Now, all of these critiques could 'fix' the work, in some way. Some of these critiques are worse than others, but there is only one critique in this list that is completely appropriate.

Can you guess?

That's right. The second one. It's the only critique that works to improve what is already there, instead of trying to alter the artist's vision of the image overall. It's also providing information on how to change it, and (as a bonus!) gives resources on how to do so. By listening to the 2nd critique, the artist can improve their work and get better at it, instead of giving up, covering up, or giving in.

Certainly, there is a time and place to use techniques expressed in critique 3 & 4, but these should largely be limited to suggestion with a following reason.

Which brings me to the second trait:

2. It is honest, objective or acceptably subjective - it focuses on what can be reasonably fixed.

There is a large difference between a subjective critique, and an objective critique.

In the previous section, critique number four would be considered a subjective critique. The image may or may not need more depth - perhaps the artist did not want to put trees and bushes in the way. Subjective critiques often point out things that are of a personal viewpoint or taste, but may or may not be a bad critique in essence.

Let's make number four a better subjective critique:

"Something that I can suggest, if you want to give the image more depth, is to put something in the foreground. Placing a bush or a tree there can make the image look more three-dimensional."
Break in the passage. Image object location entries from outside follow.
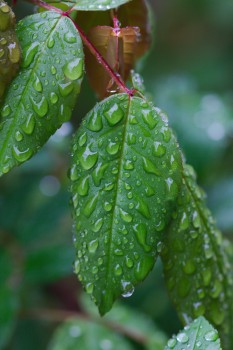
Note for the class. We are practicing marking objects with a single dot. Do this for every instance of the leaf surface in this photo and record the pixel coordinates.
(196, 268)
(79, 334)
(42, 96)
(198, 335)
(125, 178)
This is all someone needs in terms of suggestively improving a piece, within reason. It's subjective, but still helpful and reasonable. The only problem with a critique like this, is that it is not a critique that focuses on something solid within the work. It only holds merit

Foremost, the best sort of critique is certainly an objective critique. Let's use critique number 2 again as an example:

"The hands are too big, and the feet are only partially drawn. The foot should be as long as the forearm, and the hand should be about the size of her face."
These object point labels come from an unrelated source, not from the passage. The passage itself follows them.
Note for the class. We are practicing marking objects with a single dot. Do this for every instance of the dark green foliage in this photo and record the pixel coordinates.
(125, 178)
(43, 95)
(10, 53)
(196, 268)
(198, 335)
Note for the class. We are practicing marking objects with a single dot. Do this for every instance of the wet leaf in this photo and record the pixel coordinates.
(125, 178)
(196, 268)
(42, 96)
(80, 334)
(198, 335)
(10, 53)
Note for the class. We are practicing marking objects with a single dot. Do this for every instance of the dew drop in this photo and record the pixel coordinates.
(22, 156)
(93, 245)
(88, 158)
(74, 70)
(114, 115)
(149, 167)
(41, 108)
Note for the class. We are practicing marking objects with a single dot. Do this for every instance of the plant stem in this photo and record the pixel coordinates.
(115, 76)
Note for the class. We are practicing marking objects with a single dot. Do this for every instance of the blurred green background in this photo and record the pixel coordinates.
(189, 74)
This specifically talks about a part of the work that needs to be attended to, instead of simply hinting at something that isn't there.

Note that both examples are also within applicable reason. These things can be fixed easily. Even the subjective critique is an easy addition to the image. Suggesting the image be altered so that the horse is a grizzly bear and the woman is a gnome wearing a sock for a hat - while awesome in theory - is not within reason.
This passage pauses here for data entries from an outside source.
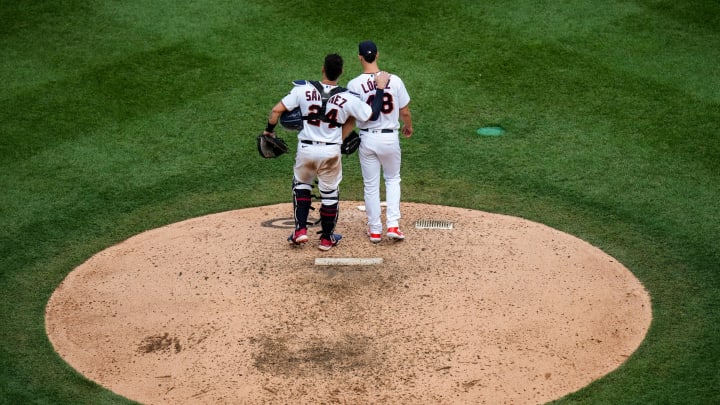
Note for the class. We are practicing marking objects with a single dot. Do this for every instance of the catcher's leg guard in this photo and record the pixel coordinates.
(302, 199)
(328, 219)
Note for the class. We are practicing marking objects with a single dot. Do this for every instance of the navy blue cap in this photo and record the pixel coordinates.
(367, 48)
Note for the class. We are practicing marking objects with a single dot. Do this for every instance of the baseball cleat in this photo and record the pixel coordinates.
(374, 237)
(327, 244)
(395, 233)
(298, 237)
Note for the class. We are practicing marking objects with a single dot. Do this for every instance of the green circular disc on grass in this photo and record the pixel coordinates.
(494, 130)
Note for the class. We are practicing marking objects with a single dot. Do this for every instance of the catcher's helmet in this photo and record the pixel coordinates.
(292, 120)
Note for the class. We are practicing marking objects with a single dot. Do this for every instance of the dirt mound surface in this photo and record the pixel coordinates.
(221, 309)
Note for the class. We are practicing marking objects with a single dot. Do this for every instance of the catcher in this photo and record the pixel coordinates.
(327, 112)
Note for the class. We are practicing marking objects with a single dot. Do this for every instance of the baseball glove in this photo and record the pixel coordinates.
(271, 146)
(350, 144)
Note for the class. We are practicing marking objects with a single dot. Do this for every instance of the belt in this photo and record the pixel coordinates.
(305, 141)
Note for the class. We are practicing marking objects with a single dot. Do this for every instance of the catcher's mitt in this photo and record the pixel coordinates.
(350, 144)
(271, 146)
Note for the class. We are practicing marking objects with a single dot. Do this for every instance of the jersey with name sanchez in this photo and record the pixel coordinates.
(395, 97)
(340, 107)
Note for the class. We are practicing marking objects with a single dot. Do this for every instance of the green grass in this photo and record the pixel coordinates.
(117, 117)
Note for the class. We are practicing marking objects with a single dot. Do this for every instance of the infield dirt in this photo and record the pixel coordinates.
(221, 309)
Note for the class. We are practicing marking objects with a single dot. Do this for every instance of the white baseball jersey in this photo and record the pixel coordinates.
(339, 108)
(395, 97)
3. Well-articulated and self-aware.

A good critique is well-thought-out and well-spoken. It is aware that it is a critique, offers different opinions, and ideally encourages as much as it criticizes. When you criticize someone's work, keep in mind that you're speaking to a human being, and applying personal viewpoints to something that is not your own. When you're being criticized, keep in mind that you are listening to a human being - they can only give so much in the way of applicable criticism.

In other words, the criticism should really know what it's talking about.

Let's use number 3 from the list as an example this time. This is actually a very poor critique, as it suggests the individual themselves is not a very good artist - instead of sticking with, and learning something new to fix the problem (learning how to draw hands/feet), they give stagnant advice: they suggest that parts of the image should be purposefully 'covered up' and 'hidden'.

While this is good advice in some situations, it shouldn't be made into a habit. Here's a much better way to word that critique:

"A trick some artists use when they're just starting out is using parts of the environment, clothes, and hair to strategically cover parts of the image they can't draw well. They have the face turned away from the image, to keep from drawing faces. They cover the feet with cloth and stick hands in pockets. It's a good temporary solution, and you could use it in this image, here, but you really need to practice and learn how to draw hands and feet properly."